Lorde reasoned that CARICOM often behaved as though all member states faced equivalent constraints when they did not, since energy dependence, market concentration, and security exposure widely varied. When CARICOM adopted positions that appeared morally coherent but strategically detached, states like Trinidad experienced this as indifference rather than solidarity.
“Persad-Bissessar’s intervention, read this way, is less a rejection of CARICOM than a warning: regional unity cannot be sustained if it ignores differentiated vulnerability. The real danger is not that Trinidad will abandon CARICOM. It is that CARICOM will drift into performative consensus – issuing statements that satisfy ideological instincts but fail to account for the lived constraints of its members.
“If that happens, more leaders will do what Persad-Bissessar has done: bypass the organisation rhetorically while remaining inside it institutionally. Over time, that hollowing out is far more damaging than any formal exit.
Political analyst Devaron Bruce believes it is time for the chairman of CARICOM, Prime Minister of Jamaica Andrew Holness, to step in and initiate a dialogue rather than the parties engaging in public fighting.

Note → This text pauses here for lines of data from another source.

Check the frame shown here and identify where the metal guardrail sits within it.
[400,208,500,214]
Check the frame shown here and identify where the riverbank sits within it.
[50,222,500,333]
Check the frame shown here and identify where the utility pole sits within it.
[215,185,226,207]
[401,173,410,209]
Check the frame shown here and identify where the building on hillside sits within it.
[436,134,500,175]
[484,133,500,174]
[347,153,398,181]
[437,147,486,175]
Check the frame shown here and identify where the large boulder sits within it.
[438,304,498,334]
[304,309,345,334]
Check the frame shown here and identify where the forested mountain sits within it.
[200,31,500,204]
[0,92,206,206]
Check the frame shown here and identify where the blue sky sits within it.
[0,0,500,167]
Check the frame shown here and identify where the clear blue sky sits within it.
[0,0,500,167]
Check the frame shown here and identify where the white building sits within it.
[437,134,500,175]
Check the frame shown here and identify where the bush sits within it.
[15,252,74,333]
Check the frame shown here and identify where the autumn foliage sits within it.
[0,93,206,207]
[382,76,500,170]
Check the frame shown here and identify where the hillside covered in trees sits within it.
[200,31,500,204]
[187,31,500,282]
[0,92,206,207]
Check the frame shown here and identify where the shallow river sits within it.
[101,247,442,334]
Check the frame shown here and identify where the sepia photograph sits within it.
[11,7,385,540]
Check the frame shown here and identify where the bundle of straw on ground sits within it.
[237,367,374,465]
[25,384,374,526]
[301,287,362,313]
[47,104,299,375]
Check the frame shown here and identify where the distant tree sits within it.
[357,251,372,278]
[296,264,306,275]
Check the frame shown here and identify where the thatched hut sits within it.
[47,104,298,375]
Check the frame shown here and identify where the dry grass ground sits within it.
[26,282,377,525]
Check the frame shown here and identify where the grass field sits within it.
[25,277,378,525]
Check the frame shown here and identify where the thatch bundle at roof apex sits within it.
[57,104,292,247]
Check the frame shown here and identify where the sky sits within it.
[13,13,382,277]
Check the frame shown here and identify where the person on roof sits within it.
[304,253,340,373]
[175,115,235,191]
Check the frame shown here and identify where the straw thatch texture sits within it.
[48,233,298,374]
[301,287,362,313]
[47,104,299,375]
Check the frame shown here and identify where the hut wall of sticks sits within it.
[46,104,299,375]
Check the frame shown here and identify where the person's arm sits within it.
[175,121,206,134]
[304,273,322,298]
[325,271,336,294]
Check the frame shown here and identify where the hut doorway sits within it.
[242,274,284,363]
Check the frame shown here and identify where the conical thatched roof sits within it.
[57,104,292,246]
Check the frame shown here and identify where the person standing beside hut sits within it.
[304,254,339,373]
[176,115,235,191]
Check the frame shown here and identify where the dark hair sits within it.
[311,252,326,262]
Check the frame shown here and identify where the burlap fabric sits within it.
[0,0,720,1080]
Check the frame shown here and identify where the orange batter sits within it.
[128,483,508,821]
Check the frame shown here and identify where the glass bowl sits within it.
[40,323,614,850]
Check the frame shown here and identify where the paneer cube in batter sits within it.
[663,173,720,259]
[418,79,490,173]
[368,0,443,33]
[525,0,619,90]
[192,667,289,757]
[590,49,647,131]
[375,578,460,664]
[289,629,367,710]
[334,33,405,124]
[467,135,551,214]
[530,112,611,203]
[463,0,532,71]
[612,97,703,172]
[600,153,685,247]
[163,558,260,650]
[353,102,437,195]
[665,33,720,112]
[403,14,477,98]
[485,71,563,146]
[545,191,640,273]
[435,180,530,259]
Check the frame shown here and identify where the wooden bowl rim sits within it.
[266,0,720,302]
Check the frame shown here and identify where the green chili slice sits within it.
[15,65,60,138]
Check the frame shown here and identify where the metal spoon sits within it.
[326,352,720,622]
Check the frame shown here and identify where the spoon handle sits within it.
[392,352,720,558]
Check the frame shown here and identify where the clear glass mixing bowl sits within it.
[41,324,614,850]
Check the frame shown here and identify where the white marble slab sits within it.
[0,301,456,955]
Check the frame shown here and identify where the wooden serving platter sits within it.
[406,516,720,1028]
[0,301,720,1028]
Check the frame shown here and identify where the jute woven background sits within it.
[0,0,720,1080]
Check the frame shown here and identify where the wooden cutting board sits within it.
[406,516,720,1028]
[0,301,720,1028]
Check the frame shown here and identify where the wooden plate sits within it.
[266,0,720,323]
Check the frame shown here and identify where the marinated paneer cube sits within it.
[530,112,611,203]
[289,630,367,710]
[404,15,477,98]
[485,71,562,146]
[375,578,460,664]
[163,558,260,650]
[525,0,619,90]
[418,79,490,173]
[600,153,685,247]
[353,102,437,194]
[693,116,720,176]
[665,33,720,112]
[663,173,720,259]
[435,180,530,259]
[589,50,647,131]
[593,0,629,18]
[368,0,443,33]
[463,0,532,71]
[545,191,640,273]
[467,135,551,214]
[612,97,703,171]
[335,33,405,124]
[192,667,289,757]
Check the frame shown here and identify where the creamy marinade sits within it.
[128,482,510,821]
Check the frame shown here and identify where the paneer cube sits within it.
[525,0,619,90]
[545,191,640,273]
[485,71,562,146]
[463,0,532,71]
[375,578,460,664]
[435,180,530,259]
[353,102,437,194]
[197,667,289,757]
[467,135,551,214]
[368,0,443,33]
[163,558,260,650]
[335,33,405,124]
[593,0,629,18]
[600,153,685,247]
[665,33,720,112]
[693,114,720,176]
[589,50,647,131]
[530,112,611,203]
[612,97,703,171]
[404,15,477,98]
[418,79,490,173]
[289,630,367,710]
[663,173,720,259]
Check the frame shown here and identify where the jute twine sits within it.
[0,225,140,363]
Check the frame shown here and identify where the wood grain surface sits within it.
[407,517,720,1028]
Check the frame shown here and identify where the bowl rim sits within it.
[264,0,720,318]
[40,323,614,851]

“I know he is certainly caught up with his circumstances, given the hurricane situation, but as chairman, I really think that he has to take a stance regarding how the perception of CARICOM is possibly being hurt due to the infighting publicly,” he said.
The issues of the 52-year-old CARICOM are known, but to have the leaders criticising each other was a step in the wrong direction, Bruce said.
“I believe that he would have to put together an emergency session amongst them and really discuss how we move forward in a more uniform and conciliatory, and less divisive fashion,” said Bruce, who suggested the start of the year for the meeting.
He said the entire set of circumstances was unfortunate, considering that CARICOM has been working in many people’s favour for generations.
He regarded Persad-Bissessar as a lone wolf in her strong criticisms of CARICOM but noted they were not new, as he recalled her Trinidad was not the ATM for CARICOM remarks from 2010 when a hurricane affected the region.